Personal information
- Born: 26 August 1988 (age 37) Saskatoon, Saskatchewan, Canada

Medal record
Men's para snowboarding
Representing Canada
Winter Paralympic Games
| Gold medal – first place | 2022 Beijing | Snowboard cross |
| Bronze medal – third place | 2022 Beijing | Banked slalom |
| Bronze medal – third place | 2026 Milano Cortina | Snowboard cross |
World Para Snow Sports Championships
| Gold medal – first place | 2021 Lillehammer | Team event |
| Gold medal – first place | 2021 Lillehammer | Snowboard cross |
| Bronze medal – third place | 2021 Lillehammer | Dual banked slalom |

= Tyler Turner (snowboarder) =

Canadian Paralympic snowboarder

Tyler Turner (born 26 August 1988) is a Canadian para-snowboarder who competes in the SB-LL1 category. He won the gold medal in the men's snowboard cross SB-LL1 event at the 2022 Winter Paralympics held in Beijing, China. He also won the bronze medal in the men's banked slalom SB-LL1 event.

== Life and career ==
Turner won the bronze medal in the men's dual banked slalom at the 2021 World Para Snow Sports Championships held in Lillehammer, Norway. He also won the silver medal in the men's snowboard cross event.

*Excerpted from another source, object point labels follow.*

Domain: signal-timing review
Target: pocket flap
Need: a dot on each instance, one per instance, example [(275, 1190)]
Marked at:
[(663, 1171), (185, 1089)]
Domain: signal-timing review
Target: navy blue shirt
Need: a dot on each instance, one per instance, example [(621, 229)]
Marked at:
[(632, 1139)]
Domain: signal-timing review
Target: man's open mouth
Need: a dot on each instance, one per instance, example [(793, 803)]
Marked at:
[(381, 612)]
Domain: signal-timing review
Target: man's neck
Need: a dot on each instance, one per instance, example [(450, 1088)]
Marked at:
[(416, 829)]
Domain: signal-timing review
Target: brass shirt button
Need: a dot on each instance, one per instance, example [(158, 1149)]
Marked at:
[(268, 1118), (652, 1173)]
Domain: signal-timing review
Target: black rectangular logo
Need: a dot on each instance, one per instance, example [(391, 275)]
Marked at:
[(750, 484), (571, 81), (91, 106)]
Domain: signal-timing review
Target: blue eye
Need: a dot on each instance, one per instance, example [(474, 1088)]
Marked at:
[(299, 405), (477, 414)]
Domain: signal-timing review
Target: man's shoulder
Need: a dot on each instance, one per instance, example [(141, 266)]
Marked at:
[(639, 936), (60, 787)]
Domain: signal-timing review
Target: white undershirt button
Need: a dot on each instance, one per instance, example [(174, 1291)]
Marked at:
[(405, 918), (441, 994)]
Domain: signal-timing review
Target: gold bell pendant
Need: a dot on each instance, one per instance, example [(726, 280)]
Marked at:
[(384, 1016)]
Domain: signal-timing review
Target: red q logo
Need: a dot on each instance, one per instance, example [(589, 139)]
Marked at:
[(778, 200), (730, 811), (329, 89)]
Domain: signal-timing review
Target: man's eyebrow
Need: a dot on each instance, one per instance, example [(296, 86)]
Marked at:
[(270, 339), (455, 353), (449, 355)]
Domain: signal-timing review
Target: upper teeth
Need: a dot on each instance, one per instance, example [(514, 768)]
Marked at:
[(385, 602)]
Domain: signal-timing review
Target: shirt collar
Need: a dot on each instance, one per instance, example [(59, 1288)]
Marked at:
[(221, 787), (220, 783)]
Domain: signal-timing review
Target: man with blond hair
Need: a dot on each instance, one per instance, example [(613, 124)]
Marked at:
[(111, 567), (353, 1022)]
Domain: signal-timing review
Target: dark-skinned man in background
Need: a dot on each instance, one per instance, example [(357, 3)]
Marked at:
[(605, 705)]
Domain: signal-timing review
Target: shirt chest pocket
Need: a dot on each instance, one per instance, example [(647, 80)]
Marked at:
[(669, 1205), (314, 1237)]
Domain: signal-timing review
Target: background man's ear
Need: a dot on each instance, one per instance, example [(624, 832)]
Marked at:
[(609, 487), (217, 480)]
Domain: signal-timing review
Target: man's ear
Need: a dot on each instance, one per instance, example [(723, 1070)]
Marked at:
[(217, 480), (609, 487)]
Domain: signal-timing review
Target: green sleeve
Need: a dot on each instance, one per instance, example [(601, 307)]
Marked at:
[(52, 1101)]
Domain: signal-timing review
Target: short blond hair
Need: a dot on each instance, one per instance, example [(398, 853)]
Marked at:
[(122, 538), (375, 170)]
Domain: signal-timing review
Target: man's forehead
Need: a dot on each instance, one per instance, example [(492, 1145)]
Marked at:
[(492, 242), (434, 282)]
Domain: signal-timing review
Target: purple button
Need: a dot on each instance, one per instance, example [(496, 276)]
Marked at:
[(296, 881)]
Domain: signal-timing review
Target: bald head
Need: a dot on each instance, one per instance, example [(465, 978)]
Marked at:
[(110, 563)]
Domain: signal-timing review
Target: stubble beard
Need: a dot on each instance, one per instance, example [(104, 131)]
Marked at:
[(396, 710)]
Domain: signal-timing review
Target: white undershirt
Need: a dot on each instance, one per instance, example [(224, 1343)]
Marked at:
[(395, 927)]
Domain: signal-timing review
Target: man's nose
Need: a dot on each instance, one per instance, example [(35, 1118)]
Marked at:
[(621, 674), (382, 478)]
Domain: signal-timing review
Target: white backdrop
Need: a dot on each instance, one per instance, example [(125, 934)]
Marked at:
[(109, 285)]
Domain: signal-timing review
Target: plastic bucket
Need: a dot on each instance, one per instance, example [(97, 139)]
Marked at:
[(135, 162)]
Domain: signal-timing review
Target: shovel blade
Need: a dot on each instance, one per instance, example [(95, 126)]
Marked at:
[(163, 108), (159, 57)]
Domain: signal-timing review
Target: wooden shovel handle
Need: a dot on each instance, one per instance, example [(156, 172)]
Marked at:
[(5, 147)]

Turner and Alex Massie won the gold medal in the men's team event.

Turner competed in snowboarding at the 2022 Winter Paralympics in Beijing, China.

In 2023, Turner competed on the ninth season of The Amazing Race Canada with his girlfriend Kayleen, where they finished in second place.

In 2026 he starred in All In, an AMI-tv documentary series in which he tries out a range of other sports and adventures.